What impact does machine learning have on clinical care? A study reveals that AI-generated alerts can significantly enhance patient outcomes
Published in Critical Care Medicine, the study found that hospitalised patients whose care teams received real-time AI alerts were 43 per cent more likely to have their care escalated and were notably less likely to die.
Lead author Dr. Matthew A. Levin, Professor of Anesthesiology and Genetics at Icahn Mount Sinai, emphasised the importance of this innovation: “We wanted to see if quick alerts made by AI and machine learning, trained on many different types of patient data, could help reduce both how often patients need intensive care and their chances of dying in the hospital.”
AI and healthcare
Healthcare providers have relied on manual methods like the Modified Early Warning Score (MEWS) to predict patient deterioration.
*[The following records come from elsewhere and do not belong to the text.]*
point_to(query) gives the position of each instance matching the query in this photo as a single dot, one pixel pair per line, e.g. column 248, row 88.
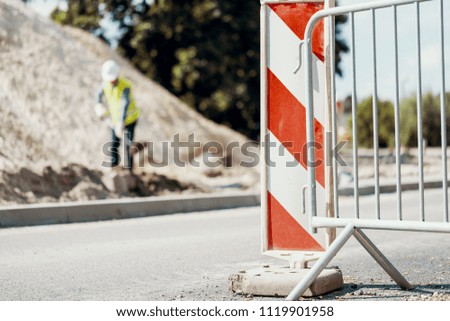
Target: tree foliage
column 364, row 123
column 431, row 120
column 206, row 52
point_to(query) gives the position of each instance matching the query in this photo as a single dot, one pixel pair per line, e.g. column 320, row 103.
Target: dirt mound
column 76, row 182
column 48, row 76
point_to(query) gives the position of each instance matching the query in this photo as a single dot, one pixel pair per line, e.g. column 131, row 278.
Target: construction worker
column 122, row 114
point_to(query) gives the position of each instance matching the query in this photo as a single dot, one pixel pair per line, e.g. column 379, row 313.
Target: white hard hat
column 110, row 70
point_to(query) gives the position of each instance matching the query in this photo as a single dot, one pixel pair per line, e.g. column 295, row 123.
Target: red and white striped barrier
column 283, row 122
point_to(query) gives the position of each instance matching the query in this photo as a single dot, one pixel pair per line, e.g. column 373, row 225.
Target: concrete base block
column 280, row 281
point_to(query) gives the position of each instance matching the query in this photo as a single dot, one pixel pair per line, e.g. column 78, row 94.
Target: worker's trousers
column 128, row 137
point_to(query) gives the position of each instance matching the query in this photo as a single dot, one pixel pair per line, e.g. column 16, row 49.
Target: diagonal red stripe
column 284, row 232
column 296, row 17
column 287, row 121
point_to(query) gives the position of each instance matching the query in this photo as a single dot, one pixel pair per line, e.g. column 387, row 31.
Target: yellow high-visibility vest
column 113, row 95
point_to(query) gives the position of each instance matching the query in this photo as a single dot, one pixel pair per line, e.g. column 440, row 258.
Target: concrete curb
column 88, row 211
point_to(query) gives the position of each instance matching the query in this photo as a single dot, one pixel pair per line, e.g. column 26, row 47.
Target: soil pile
column 48, row 78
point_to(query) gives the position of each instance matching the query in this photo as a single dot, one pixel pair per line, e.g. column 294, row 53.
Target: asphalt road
column 190, row 256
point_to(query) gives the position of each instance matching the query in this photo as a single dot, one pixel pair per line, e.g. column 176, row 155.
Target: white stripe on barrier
column 284, row 177
column 283, row 59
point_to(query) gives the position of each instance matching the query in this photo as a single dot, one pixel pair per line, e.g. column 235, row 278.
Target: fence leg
column 382, row 260
column 309, row 278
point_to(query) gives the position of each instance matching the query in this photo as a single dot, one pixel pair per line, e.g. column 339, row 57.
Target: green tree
column 364, row 123
column 431, row 120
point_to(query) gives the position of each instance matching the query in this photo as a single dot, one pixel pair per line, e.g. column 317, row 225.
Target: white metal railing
column 353, row 225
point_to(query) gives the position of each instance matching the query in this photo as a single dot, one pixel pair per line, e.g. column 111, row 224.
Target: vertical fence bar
column 443, row 118
column 376, row 158
column 419, row 115
column 354, row 129
column 334, row 117
column 310, row 128
column 397, row 120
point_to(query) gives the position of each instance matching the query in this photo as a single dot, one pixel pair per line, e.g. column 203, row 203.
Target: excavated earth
column 51, row 143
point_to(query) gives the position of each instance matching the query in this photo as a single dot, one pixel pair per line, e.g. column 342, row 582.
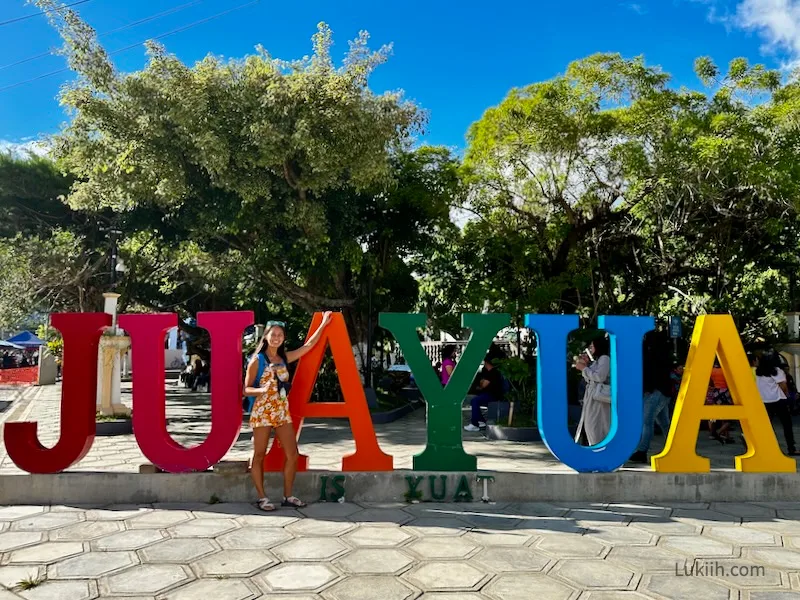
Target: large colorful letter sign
column 717, row 335
column 626, row 335
column 444, row 450
column 368, row 455
column 81, row 333
column 149, row 400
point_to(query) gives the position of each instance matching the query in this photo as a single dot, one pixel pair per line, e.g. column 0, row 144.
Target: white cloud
column 25, row 148
column 637, row 8
column 776, row 21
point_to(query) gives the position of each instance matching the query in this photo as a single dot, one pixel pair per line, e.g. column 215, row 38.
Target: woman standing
column 268, row 370
column 448, row 362
column 596, row 413
column 771, row 381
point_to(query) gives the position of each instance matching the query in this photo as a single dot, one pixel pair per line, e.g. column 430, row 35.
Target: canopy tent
column 26, row 339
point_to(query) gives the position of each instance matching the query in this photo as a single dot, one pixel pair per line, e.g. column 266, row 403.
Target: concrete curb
column 121, row 488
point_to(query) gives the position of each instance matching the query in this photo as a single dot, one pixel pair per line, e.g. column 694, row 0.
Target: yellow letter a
column 717, row 335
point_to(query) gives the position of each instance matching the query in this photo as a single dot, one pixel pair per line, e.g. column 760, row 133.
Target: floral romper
column 272, row 408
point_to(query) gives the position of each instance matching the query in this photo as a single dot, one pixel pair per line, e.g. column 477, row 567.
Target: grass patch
column 29, row 583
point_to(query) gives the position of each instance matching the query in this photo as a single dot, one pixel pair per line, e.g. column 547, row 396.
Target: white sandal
column 265, row 505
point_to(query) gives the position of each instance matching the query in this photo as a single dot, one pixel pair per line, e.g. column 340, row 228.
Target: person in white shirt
column 771, row 381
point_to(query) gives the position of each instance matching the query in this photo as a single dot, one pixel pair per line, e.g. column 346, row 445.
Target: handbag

However, this study shows that AI can outperform these older methods, allowing for earlier interventions and potentially saving more lives.
The study, which was non-randomised and prospective, involved 2,740 adult patients admitted to four medical-surgical units at Mount Sinai Hospital. These patients were divided into two groups: one that received real-time alerts about potential health deteriorations, and another where alerts were generated but not sent. In units where alerts were suppressed, patients meeting standard deterioration criteria still received urgent interventions.
Key findings from the intervention group included an increased likelihood of patients receiving heart and circulation-supporting medications and a reduced 30-day mortality rate. Dr. David L. Reich, senior author and President of Mount Sinai Hospital, highlighted the benefits: “We wanted to see if quick alerts made by AI and machine learning, trained on many different types of patient data, could help reduce both how often patients need intensive care and their chances of dying in the hospital.”
AI-based clinical decisions
Despite the study being cut short due to the COVID-19 pandemic, its success led to the deployment of the algorithm across all step-down units at Mount Sinai Hospital. These specialised units provide close monitoring for patients who are stable but still require significant care, bridging the gap between intensive care and general hospital areas.
Every day, intensive care physicians visit the 15 patients with the highest prediction scores, offering treatment recommendations to their doctors and nurses. This process allows the algorithm to improve continually through reinforcement learning, as it is retrained on larger patient datasets over time.
Beyond this clinical deterioration algorithm, Mount Sinai researchers have developed and deployed 15 additional AI-based clinical decision support tools throughout their health system. The study, titled “Real-Time Machine Learning Alerts to Prevent Escalation of Care: A Nonrandomized Clustered Pragmatic Clinical Trial,” included contributions from several experts at Icahn Mount Sinai and Yale University.